LA LIBERTÉ DÉMONTRÉE PAR LA MÉCANIQUE


S’il est un problème qui tout à la fois passionne et désespère, c’est celui de la liberté. Depuis le jour où l’homme s’est mis à réfléchir sur sa propre nature, il n’a cessé de se poser cette question Suis-je libre ? La réponse diffère suivant le point de vue où il se place. Législateur ou juge, le libre arbitre est pour lui un dogme ; prêtre ou fidèle, il en fait le sacrifice absolu aux pieds de la divinité. Philosophe moraliste, il trouve dans son sens intime la preuve irréfragable de l’indépendance de sa pensée consciente ; philosophe physicien, les lois de la nature, universelles et immuables, lui défendent d’accorder à n’importe quel être le privilège de s’y soustraire.

S’agit-il d’expliquer l’origine de la matière, du mouvement, de la vie, de la sensibilité, de la finalité, de la pensée, ou, comme les a appelées M. du Bois-Reymond, les énigmes du monde[1], les penseurs conservent des doutes ; ils énoncent leur opinion avec une certaine défiance et essayent autant de se convaincre eux-mêmes que de convaincre leurs adversaires. Qu’ils le disent ou qu’ils le taisent, ils plaident en faveur d’une probabilité. Le libre arbitre est-il en cause, tant qu’il s’agit de théorie et non de pratique ceux qui l’affirment, comme ceux qui le nient, ont une persuasion égale, et ni les uns ni les autres ne parviennent à comprendre comment il se fait que tout le monde ne la partage pas.

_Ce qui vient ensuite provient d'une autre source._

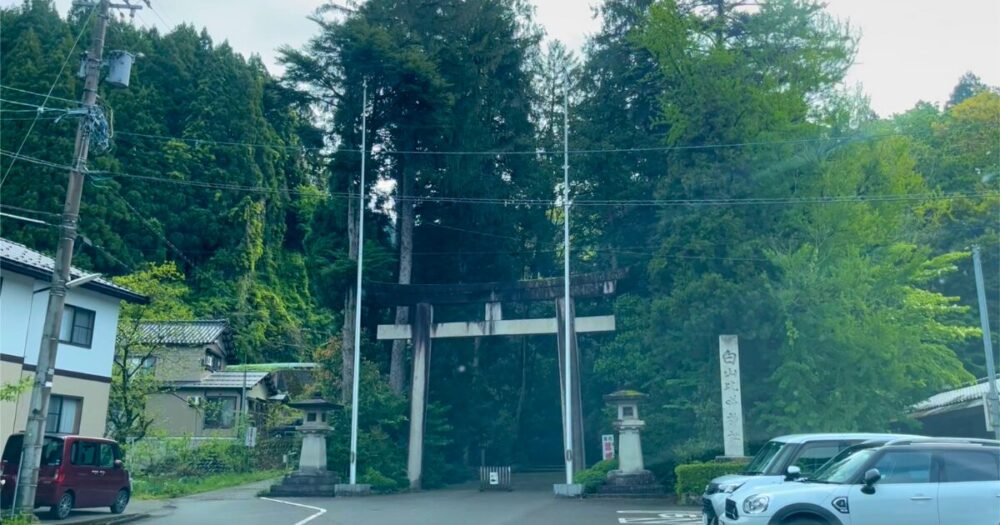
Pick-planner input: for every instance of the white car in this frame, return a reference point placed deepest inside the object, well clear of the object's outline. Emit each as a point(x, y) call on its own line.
point(802, 453)
point(918, 482)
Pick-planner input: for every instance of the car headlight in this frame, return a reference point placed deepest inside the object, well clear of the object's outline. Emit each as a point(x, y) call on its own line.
point(729, 488)
point(756, 504)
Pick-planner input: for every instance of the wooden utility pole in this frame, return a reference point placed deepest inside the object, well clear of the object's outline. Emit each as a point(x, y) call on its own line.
point(992, 398)
point(44, 373)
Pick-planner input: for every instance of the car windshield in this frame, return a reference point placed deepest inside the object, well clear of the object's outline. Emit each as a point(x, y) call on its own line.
point(844, 469)
point(52, 449)
point(764, 458)
point(835, 460)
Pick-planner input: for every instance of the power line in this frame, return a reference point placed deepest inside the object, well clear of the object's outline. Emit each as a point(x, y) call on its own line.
point(28, 210)
point(52, 87)
point(151, 228)
point(37, 108)
point(517, 201)
point(534, 152)
point(53, 97)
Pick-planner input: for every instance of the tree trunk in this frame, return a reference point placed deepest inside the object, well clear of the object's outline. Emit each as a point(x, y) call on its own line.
point(347, 330)
point(406, 217)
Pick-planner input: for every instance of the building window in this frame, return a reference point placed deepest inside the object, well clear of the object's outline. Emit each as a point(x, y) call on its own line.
point(212, 362)
point(220, 411)
point(77, 326)
point(142, 364)
point(64, 415)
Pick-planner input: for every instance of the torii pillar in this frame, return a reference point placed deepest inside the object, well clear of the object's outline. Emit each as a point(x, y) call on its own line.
point(424, 330)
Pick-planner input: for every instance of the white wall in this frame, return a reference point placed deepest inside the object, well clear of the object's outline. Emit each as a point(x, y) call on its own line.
point(22, 315)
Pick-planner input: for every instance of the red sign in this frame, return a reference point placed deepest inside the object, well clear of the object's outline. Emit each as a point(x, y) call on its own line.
point(608, 446)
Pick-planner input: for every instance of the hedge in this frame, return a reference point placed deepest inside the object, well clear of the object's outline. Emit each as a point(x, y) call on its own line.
point(692, 477)
point(595, 476)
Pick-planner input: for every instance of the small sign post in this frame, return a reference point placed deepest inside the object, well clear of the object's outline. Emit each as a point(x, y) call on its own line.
point(608, 446)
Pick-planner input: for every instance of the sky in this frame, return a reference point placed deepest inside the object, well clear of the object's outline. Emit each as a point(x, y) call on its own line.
point(910, 50)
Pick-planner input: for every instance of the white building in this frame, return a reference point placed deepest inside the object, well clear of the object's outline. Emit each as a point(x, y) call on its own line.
point(79, 402)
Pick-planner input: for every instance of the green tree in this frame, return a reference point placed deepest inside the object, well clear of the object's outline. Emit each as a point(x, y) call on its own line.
point(132, 379)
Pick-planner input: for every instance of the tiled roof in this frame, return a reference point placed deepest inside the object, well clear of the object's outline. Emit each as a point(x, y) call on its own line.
point(955, 397)
point(183, 332)
point(224, 380)
point(19, 258)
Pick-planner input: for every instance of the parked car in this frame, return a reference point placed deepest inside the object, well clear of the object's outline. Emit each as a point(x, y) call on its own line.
point(783, 458)
point(76, 472)
point(916, 482)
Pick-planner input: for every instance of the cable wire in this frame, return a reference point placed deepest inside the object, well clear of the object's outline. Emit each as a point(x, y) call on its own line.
point(52, 87)
point(53, 97)
point(703, 202)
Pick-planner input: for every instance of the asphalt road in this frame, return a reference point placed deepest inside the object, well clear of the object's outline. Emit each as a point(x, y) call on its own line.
point(532, 503)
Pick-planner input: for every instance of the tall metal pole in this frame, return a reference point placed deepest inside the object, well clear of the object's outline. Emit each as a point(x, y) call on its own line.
point(567, 360)
point(357, 293)
point(34, 431)
point(993, 401)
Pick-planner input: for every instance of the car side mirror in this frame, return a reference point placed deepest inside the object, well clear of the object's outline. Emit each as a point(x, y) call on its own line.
point(872, 477)
point(793, 473)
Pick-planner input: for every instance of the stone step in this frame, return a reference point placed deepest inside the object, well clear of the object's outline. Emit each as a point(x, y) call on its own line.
point(310, 480)
point(656, 495)
point(303, 490)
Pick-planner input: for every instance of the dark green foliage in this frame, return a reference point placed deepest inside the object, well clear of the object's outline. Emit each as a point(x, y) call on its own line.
point(592, 478)
point(788, 214)
point(692, 477)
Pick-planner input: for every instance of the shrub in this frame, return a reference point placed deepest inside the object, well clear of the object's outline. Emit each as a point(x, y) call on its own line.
point(595, 476)
point(379, 482)
point(692, 477)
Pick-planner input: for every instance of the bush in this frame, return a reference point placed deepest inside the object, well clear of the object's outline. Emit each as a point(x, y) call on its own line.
point(379, 482)
point(595, 476)
point(692, 477)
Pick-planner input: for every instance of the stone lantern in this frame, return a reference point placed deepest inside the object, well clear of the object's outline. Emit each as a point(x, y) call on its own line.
point(631, 478)
point(312, 478)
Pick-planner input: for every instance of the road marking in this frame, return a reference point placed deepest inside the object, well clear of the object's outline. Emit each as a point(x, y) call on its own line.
point(319, 512)
point(660, 517)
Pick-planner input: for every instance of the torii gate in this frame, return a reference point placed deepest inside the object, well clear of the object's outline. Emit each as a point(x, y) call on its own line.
point(492, 295)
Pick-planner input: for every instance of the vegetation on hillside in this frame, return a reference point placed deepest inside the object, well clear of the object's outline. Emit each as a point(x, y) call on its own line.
point(716, 157)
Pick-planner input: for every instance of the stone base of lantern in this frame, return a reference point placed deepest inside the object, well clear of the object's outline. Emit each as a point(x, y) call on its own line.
point(639, 484)
point(347, 490)
point(313, 484)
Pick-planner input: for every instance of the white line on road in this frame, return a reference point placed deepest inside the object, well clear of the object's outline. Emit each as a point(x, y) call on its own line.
point(319, 512)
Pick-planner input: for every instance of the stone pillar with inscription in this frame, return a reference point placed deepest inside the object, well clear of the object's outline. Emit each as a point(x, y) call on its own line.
point(732, 396)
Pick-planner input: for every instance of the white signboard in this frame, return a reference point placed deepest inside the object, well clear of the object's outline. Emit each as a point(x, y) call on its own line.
point(608, 446)
point(990, 424)
point(732, 395)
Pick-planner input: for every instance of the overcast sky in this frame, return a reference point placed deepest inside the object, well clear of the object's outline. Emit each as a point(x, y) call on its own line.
point(910, 50)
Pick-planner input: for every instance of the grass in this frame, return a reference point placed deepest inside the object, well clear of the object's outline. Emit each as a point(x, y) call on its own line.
point(163, 487)
point(20, 519)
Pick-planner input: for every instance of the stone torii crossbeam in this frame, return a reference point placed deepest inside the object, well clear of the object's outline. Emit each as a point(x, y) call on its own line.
point(423, 330)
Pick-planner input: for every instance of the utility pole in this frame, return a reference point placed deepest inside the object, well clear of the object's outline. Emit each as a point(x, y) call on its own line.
point(38, 409)
point(568, 396)
point(357, 294)
point(992, 400)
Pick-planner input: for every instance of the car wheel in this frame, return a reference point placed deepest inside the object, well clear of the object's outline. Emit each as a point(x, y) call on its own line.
point(121, 501)
point(61, 510)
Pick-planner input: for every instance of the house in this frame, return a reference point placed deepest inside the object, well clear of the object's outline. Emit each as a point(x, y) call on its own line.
point(199, 397)
point(957, 413)
point(80, 389)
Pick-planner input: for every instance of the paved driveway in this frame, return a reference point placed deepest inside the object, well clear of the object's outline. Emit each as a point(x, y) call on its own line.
point(531, 504)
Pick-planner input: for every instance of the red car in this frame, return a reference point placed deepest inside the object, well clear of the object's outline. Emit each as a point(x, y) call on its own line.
point(76, 472)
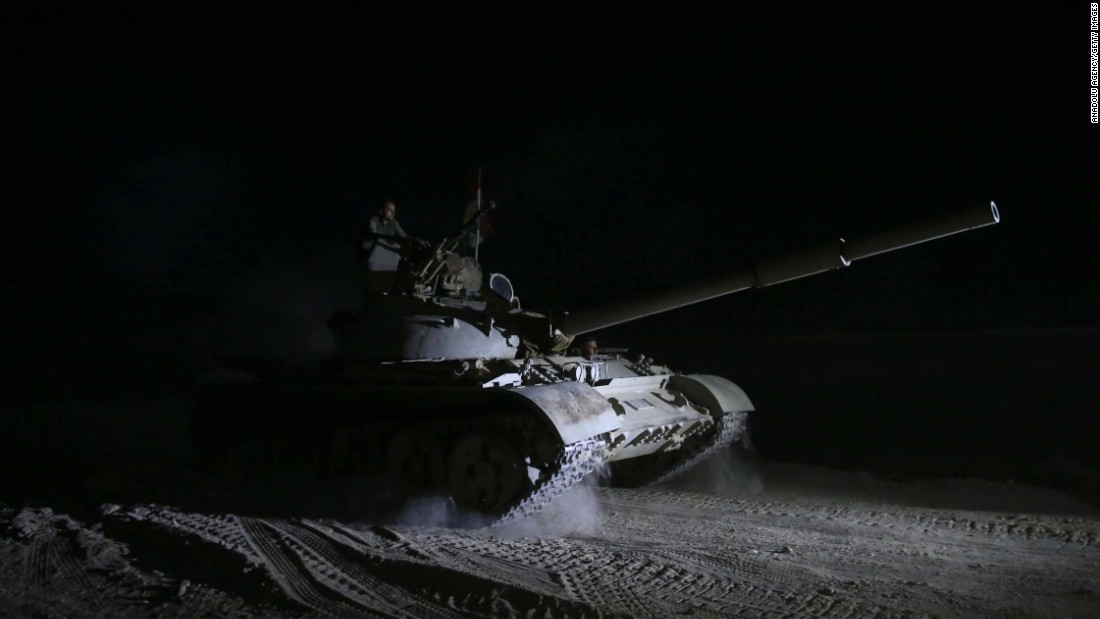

Les autres énigmes nous touchent de moins près ; et, à tout prendre, il nous semble que nous avons soulevé quelque coin du voile qui les recouvre. L’astronomie, la physique, la chimie, la physiologie, si elles ne nous permettent pas encore d’en entrevoir la solution, les ont du moins beaucoup simplifiées, et nous croyons

  1. Die sieben Welträthsel, discours prononcé devant l’Académie de Berlin, le 8 juillet 1880, pour l’anniversaire de Leibniz ; voir Revue phil., février 1882. p. 180.